Emprunter aux oiseaux

PROLOGUE

 

Ma grand-mère Denise était la reine du scrabble à Granby. Elle connaissait davantage de mots que les dictionnaires. Elle m’a offert le suc du mot « abricot ». Le clair-obscur du verbe « adorer ». L’ambivalence du nom « mimosa ». Elle cherche désormais le mot « cuillère » en brassant le dessert dans sa soupe. Elle prend les écureuils pour des minous. Les caniches, des minous. Les choses, des minous. Ma grand-mère m’a transmis ses mots. Je lui livre les miens. Nous formons une armée de bécasses et d’hélianthes entêtés. Je ne suis pas du côté de la démence. Je suis du côté de Denise. Les termes que la maladie lui dérobe, je les reconstruis par centaines.

La souffrance souffle des consonnes mes­quines : Alzheimer.

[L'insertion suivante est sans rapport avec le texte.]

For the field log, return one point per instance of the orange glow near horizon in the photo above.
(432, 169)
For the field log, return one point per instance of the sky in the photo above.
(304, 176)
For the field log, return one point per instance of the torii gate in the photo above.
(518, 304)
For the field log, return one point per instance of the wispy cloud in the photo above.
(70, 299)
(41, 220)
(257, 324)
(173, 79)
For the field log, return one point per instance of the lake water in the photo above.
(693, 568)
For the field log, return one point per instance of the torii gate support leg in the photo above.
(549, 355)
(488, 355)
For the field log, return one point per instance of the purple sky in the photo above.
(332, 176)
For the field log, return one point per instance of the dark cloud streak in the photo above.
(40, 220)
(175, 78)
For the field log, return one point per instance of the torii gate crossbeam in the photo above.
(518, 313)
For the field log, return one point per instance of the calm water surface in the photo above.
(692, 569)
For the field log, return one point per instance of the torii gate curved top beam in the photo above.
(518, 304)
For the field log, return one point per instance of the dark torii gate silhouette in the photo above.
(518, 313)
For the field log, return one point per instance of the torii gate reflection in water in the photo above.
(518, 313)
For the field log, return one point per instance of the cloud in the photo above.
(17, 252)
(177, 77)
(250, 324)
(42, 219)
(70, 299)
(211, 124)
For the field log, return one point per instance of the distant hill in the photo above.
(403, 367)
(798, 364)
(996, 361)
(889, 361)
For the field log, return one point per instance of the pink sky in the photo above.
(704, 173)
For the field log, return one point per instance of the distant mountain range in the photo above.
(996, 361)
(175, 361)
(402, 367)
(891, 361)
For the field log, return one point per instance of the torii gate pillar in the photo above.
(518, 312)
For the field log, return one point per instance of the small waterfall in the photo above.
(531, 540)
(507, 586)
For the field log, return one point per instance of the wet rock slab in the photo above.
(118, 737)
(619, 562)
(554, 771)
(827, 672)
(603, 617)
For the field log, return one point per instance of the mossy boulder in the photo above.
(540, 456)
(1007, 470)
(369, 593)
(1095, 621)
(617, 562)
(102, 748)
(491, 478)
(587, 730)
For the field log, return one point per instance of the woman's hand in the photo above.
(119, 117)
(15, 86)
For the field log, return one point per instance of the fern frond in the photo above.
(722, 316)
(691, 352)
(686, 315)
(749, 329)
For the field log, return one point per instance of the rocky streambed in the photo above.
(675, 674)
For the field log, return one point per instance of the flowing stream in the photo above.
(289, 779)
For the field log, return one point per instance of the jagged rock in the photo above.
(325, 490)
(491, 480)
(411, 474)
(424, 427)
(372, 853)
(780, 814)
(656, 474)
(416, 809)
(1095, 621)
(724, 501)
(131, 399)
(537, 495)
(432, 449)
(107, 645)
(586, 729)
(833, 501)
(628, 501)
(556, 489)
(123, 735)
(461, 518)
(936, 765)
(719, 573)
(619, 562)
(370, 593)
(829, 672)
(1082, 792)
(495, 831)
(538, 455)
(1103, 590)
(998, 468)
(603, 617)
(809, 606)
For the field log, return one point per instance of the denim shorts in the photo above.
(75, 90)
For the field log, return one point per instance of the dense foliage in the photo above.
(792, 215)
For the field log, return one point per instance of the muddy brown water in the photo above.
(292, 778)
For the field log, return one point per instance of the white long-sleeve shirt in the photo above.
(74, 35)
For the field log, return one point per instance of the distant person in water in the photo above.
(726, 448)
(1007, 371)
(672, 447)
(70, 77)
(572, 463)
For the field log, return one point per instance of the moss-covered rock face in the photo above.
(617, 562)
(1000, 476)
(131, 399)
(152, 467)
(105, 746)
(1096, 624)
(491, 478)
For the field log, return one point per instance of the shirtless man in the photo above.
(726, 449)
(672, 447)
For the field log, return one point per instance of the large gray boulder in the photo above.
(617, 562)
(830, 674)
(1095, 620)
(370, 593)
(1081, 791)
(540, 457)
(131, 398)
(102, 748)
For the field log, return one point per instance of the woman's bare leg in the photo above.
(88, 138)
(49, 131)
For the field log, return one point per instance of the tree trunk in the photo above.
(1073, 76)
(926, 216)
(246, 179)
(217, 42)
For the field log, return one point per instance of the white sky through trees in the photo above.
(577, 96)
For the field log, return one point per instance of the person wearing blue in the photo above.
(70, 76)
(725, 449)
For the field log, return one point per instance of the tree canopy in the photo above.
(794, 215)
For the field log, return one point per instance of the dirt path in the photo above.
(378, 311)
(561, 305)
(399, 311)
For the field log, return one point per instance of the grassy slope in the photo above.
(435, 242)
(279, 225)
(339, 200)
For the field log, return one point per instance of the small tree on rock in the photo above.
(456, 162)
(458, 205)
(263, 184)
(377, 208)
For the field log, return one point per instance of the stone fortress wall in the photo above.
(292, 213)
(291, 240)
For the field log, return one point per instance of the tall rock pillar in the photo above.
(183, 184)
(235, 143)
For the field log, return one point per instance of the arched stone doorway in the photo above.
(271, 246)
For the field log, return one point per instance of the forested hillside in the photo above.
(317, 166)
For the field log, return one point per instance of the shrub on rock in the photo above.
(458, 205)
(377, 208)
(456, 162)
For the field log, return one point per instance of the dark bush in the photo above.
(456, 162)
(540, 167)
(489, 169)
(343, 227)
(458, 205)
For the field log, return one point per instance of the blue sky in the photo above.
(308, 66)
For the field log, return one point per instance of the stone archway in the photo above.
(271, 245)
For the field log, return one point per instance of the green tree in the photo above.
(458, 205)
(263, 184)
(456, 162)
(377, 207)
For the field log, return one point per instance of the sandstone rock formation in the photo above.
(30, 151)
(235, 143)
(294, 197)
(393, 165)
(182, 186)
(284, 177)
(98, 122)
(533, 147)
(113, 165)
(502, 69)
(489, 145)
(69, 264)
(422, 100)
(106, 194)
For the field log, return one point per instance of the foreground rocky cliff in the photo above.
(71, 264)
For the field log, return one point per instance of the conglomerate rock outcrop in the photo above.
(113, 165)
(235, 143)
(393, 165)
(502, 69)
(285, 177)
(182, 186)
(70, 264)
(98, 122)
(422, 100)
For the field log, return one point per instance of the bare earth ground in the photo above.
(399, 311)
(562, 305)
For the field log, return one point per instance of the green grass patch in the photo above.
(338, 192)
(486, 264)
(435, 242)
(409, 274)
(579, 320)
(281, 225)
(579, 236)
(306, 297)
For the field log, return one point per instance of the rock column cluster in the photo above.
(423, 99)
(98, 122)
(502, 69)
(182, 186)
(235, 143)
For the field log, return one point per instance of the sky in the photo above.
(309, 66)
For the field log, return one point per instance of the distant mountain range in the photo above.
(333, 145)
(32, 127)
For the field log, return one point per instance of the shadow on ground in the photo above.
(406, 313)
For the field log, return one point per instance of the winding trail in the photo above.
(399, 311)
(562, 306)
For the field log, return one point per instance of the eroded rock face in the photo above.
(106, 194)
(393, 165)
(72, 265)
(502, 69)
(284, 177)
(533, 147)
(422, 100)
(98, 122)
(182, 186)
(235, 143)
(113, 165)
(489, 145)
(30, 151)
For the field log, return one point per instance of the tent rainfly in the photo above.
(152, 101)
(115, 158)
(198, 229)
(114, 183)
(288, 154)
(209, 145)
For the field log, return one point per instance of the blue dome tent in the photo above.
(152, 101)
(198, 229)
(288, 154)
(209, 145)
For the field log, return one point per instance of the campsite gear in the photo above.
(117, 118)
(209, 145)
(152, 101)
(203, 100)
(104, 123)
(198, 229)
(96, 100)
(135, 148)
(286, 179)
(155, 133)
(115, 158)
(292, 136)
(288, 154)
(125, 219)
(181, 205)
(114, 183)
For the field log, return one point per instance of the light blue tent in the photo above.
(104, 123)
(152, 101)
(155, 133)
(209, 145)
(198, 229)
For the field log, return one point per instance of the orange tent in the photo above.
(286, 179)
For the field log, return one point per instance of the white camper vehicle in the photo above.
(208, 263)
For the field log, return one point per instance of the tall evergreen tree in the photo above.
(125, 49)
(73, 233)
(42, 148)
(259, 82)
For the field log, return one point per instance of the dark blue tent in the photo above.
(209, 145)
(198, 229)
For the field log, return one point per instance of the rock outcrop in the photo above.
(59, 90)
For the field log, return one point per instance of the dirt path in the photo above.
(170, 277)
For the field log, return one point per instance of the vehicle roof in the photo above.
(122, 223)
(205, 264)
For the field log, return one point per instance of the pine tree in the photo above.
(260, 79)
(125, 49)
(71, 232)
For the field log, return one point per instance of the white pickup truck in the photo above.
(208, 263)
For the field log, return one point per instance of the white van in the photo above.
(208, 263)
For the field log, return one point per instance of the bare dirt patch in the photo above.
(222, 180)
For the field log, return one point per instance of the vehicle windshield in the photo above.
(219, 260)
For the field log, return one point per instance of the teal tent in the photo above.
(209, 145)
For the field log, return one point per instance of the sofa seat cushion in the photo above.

Je sais ce diagnostic par cœur. Les critères. Les pilules. Je les prescris sou-vent. Je ne sais rien. À cette heure terrible et pure de sa vie, Denise m’enseigne tout. La médecine est mince si elle exclut l’âme. La psychiatrie com­mande le soin. Autrement, je suis une piètre psy­chiatre. Telle est ma conviction profonde. Denise me montre que la médecine est une faillite de l’esprit si elle ne repose que sur celui-ci. La gué­rison relève de la science ; le soin relève de l’âme. Denise ravitaille la mienne. Devant l’exigence insoutenable de sa détresse, je m’incline : Denise est plus bleue que le jaune.

Empruntant la fragilité aux oiseaux, rencon­trant et racontant ma grand-mère, je plaide la nécessité de la poésie, qui plonge là où la science recule. La poète accompagne la tempête pour l’apprivoiser et la traduire. Oppose la présence au délire. Les camélias aux vortex. Écrit Denise avec des cerises. Lui fredonne des comptines comme on transfuse – et refuse – une petite apocalypse. Amuse Denise avec des jeux pour enfants de deux ans et moins. Mastique sa lumière qui goûte le sucre d’érable. Délivre ses songes, bou­leaux courant dans le ventre du vent. Touche ses angoisses, papillons. Certitudes livides, chevro­tantes : des étoiles. La beauté sauvera le monde. La beauté sauvera Denise.

Parler de Denise ne suffit pas. Denise possède une parole riche et pauvre, défenestrée et parfaite parce que sienne. Il me faut lui donner un espace. Les déments ont une voix qui mérite l’écoute du poète attentif à la finitude. Ma grand-mère incarne la philosophie : apprendre à mourir. Denise touche à ce qu’il y a d’humain dans l’hu-main et les ormes. Elle pose la question de l’être : qui est Denise, qui suis-je, lorsque tout – pro­jets, espérances, raisons, famille, bonheur, lan­gage – s’évapore ? À ce point précis de la perte, on frôle la dignité, le noyau du ciel. On respire par les yeux. Le néant est impossible, écrit Levinas. Il faut soutenir cela : Denise est démunie et nue, je suis démunie et nue, mais nous ne sommes pas rien. Deux âmes se frottent, et c’est plus d’âme encore dans le noir.

Je n’ai plus peur de mon visage. Je suis la petite-fille de Denise. De son album photo regardé, regardé et regardé pour la raccrocher au connu. La petite-fille des tomates de son jardin. De ses biscuits au gruau. La petite-fille de ses châles. De sa collection de timbres. De ses courtepointes. Je suis métissée comme l’Atlantique et je suis la petite-fille de Denise. Je n’ai pas d’autre vérité. C’est une profession de foi. Je n’ai pas d’autre profession.